Ayer, el campo de desplazados de Karicho se encontraba abarrotado de personas que, tras haber sido expulsadas de sus casas, malvivían bajo techos de plástico. Hoy, el lugar se encuentra desierto, en silencio.

Apenas quedan algunas familias que empacan rápidamente sus cosas y que han buscado protección en el jardín de la Anglican Church of Karicho, una iglesia vecina.

La razón de esta estampida humana, que en menos de veinticuatro horas ha transformado nuevamente la fisonomía del parque Moi, es la misa que esta mañana los kalenjin celebran en el otro extremo de la ciudad en honor de uno de los dos parlamentarios asesinados durante las últimas semanas: David Kimutai Too.

Reencuentro con la familia de Isack

Entre quienes aún no se han ido del campo de desplazados de Karicho encuentro a Isack Nidchu. Intento preguntarle qué está ocurriendo. Se disculpa, angustiado, mientras corre entre sus pertenencias y las coloca sobre una carretilla. “Ya ayer hablé contigo, hoy no puedo, nos tenemos que ir, perdóname”, me dice.
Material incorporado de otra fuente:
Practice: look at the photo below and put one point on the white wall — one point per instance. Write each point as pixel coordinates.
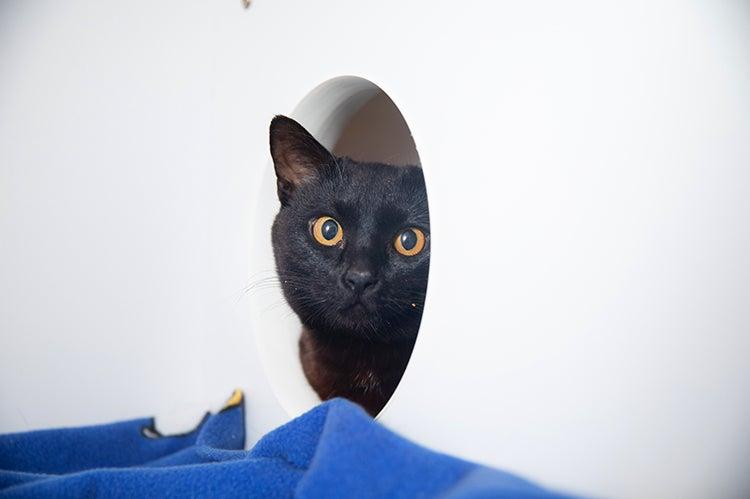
(604, 144)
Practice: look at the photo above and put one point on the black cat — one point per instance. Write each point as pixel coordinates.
(352, 249)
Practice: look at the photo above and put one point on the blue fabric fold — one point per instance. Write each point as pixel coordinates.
(335, 450)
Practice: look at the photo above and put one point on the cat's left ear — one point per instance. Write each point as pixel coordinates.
(297, 156)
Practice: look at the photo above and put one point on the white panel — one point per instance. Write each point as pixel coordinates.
(592, 333)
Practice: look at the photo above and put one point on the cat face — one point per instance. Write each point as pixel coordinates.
(352, 239)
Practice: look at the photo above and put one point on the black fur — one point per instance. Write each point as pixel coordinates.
(372, 202)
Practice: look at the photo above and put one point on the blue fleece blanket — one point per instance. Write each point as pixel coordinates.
(335, 450)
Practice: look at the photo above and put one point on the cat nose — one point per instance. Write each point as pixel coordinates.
(358, 280)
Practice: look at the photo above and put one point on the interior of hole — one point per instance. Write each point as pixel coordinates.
(351, 117)
(377, 132)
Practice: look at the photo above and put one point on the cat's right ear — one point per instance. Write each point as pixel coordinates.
(297, 156)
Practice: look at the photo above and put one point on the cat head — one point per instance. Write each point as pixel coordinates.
(351, 240)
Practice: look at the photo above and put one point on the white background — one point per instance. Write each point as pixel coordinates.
(587, 322)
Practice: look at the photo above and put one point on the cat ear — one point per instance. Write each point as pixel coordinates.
(297, 156)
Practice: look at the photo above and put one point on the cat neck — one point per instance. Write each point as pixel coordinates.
(364, 371)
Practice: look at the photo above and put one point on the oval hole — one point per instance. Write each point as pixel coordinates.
(352, 117)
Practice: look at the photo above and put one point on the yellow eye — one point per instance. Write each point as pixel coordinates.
(327, 231)
(409, 242)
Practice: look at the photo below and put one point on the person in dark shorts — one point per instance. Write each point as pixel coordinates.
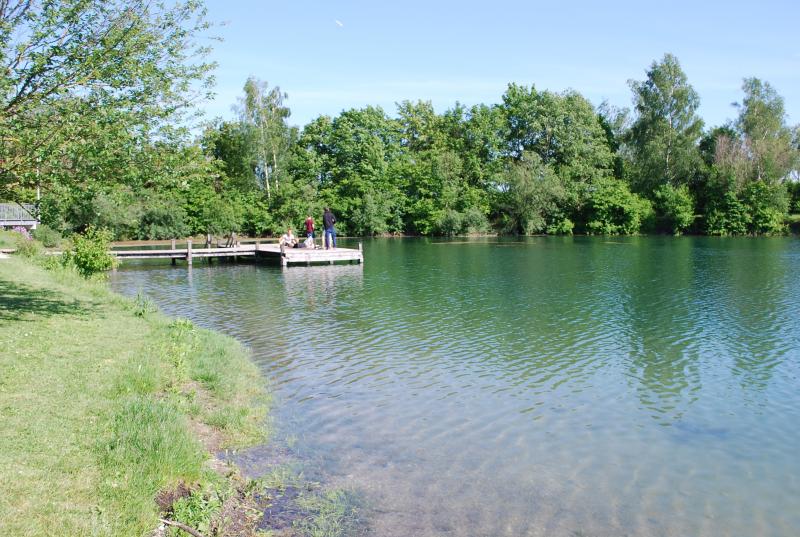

Saúl, el amigo y conductor que me lleva de un lado a otro en esta parte del país, al ver su desesperación, comienza a ayudarlo. Cargan cajas de metal en una carretilla. “Aquí tengo las cosas de cuando estudié ingeniería”, me explica Isack.

Los kikuyus y luhya que poblaban el parque Moi están huyendo rápidamente porque temen que el homenaje póstumo al parlamentario, que murió víctima de un crimen pasional, y no de la violencia que sacudió a Kenia durante el último mes, despierte otra vez la rabia de los kalenjin y se produzcan nuevas matanzas.

Paradójicamente, el acto que para unos es una razón de congoja, para los otros lo es de temor. El dolor y la rabia que se pueden transformar en violencia.

Recuperar las tierras ancestrales

A lo largo de la noche, la familia de Isack ha llevado las cosas hasta la puerta de la iglesia. Ahora todos, niños y adultos, se afanan en subirlas al camión que los aguarda a un costado de la carretera. La mujer de Isack pasa corriendo a mi lado.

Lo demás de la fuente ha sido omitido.